Concerns for resident care, and employment of the people who provide that care is mired in decades of underfunding, understaffing, part-time work and a focus on profits which health organizations and unions say have eroded Ontario’s long-term care system.

Though this is the first information picket the local union president can recall at Hallowell House, Brooks recalls being involved in 1996 during the ‘Dignity and Justice’ campaign following the Harris government repeal of the standards of care legislation.

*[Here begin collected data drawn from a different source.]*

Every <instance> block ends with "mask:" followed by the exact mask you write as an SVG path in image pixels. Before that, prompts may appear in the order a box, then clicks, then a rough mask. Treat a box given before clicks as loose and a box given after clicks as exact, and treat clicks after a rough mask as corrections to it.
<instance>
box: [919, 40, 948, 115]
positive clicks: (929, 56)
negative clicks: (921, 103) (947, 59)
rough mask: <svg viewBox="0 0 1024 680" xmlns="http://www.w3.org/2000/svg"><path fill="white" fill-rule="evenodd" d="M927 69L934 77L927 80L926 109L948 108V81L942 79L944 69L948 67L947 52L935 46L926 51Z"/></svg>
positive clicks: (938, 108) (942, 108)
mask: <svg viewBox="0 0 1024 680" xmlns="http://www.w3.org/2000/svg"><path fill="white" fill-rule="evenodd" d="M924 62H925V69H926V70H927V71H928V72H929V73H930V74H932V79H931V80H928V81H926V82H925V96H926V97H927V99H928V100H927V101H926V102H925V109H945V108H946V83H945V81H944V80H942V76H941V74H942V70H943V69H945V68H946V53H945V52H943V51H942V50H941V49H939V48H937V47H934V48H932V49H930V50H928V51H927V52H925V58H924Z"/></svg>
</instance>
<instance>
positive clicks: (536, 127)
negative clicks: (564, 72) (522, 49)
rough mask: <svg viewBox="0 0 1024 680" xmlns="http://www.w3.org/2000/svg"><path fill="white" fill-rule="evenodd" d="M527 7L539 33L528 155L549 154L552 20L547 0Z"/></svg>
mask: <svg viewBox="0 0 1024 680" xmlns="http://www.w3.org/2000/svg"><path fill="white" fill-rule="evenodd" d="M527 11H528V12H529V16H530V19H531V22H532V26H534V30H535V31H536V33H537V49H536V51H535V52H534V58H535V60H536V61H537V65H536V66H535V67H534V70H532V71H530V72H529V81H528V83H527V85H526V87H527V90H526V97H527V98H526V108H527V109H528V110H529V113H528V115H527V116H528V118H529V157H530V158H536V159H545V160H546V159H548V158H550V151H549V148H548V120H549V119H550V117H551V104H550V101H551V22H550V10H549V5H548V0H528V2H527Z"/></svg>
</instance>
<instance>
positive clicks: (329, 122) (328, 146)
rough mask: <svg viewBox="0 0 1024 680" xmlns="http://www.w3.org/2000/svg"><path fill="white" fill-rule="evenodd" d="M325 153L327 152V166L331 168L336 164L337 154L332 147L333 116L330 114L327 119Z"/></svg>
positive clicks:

The Ontario Health Coalition has released a report of a recent survey completed anonymously by front-line workers within long-term care workplaces in the Kawartha Lakes-Peterborough-Northumberland regions. In it, 70 per cent of respondents noted staff levels at their workplaces have not returned to pre-COVID levels and 76 per cent stated they are working short-staffed daily.

Seventy per cent of respondents said the biggest issue to be resolved at their workplaces is increased staffing; followed by better management (29 per cent) and more money (21 per cent).

The Ontario Health Coalition is planning a mass protest ‘Reject Neglect – Fix LTC now!’ for the opening of the legislature Monday, Sept. 13 at noon at Queen’s Park, and in Thunder bay and Ottawa.